- Born: January 2, 1914 Washington, D.C., U.S.
- Died: February 5, 2005 (aged 91) Bethesda, Maryland, U.S.
- Education: United States Naval Academy Naval War College
- Occupation: Admiral
- Spouses: ; Jo Beth Carden ​ ​(m. 1937; died. 1985)​ ; Helen Tewksbury King ​ ​(m. 1986; died. 2001)​
- Children: 1

= John Harllee (admiral) =

American admiral

John Harllee (January 2, 1914 – February 5, 2005) was an American admiral who served in the United States Navy in World War II and the Korean War. He was a member of the Federal Maritime Commission from 1960 to 1969, and was a maritime consultant and wrote books and for professional journals after retiring.

==Life and career==

Born in Washington, D.C., the son of Ella Fulmore and William C. Harllee, a United States Marine Corps general officer, Harllee attended Western High School. He then attended the United States Naval Academy and Naval War College, graduating from both.

Harllee was a lieutenant in Pearl Harbor at the time of the Japanese attack on the base. He was subsequently the chief staff officer of a torpedo boat group in the southwest Pacific consisting of 200 boats and 10,000 personnel, including Lt. John F. Kennedy. The group was honored with the Presidential Unit Citation for Outstanding Combat Performance in 1943 to 1944. He personally received the Silver Star and the Legion of Merit with the combat "V" device.
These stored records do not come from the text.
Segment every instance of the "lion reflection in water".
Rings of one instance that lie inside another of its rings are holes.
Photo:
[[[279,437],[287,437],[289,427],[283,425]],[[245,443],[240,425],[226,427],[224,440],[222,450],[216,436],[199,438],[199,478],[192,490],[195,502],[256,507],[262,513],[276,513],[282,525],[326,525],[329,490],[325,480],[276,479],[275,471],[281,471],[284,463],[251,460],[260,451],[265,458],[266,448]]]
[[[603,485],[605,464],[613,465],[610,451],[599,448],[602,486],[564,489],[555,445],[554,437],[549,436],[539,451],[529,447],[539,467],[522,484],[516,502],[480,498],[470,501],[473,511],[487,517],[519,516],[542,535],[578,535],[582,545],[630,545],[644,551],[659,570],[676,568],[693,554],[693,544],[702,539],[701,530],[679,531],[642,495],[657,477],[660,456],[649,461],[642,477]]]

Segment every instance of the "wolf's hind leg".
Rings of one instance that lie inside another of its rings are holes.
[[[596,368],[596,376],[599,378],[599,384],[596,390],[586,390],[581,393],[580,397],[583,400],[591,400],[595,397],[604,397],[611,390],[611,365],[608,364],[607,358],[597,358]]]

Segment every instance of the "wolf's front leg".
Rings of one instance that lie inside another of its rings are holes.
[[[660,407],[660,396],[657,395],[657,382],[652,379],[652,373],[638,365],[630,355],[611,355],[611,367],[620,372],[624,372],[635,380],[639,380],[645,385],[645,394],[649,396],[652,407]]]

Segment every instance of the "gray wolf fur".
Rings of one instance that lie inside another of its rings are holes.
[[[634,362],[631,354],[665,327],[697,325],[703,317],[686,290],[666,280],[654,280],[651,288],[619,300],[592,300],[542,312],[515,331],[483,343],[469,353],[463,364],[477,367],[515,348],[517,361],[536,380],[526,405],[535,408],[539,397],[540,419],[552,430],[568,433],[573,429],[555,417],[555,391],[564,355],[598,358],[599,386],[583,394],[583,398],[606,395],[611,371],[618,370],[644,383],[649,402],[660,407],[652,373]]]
After World War II, Harllee was part of the Navy's Congressional liaison team, and was assigned to Representative John F. Kennedy from 1947 to 1948.

During the Korean War Harllee returned to active duty as the executive office of the cruiser Manchester, receiving the Commendation Medal. He retired from the Navy in 1959.

After retiring, Harllee served as the chairperson of Citizens for Kennedy and Johnson in northern California in 1960. After Kennedy was elected, he appointed Harllee to the Federal Maritime Commission, of which he became president in 1963. He was re-appointed to the commission by President Lyndon B. Johnson, and retired in 1969. After retiring, he traveled as a maritime consultant and wrote articles for professional journals. He was the author of three books: The Marine from Manatee: A Tradition of Rifle Marksmanship (1984), Terror and Triumph: The Saga of Frank Carden (1990) and From Ships Destroyed to Ships Enjoyed: One Man's Experiences at Sea From Pearl Harbor to the Captain's Table (1997).

Harllee died in February 2005 of pneumonia at the Maplewood Park Place retirement community in Bethesda, Maryland, at the age of 91.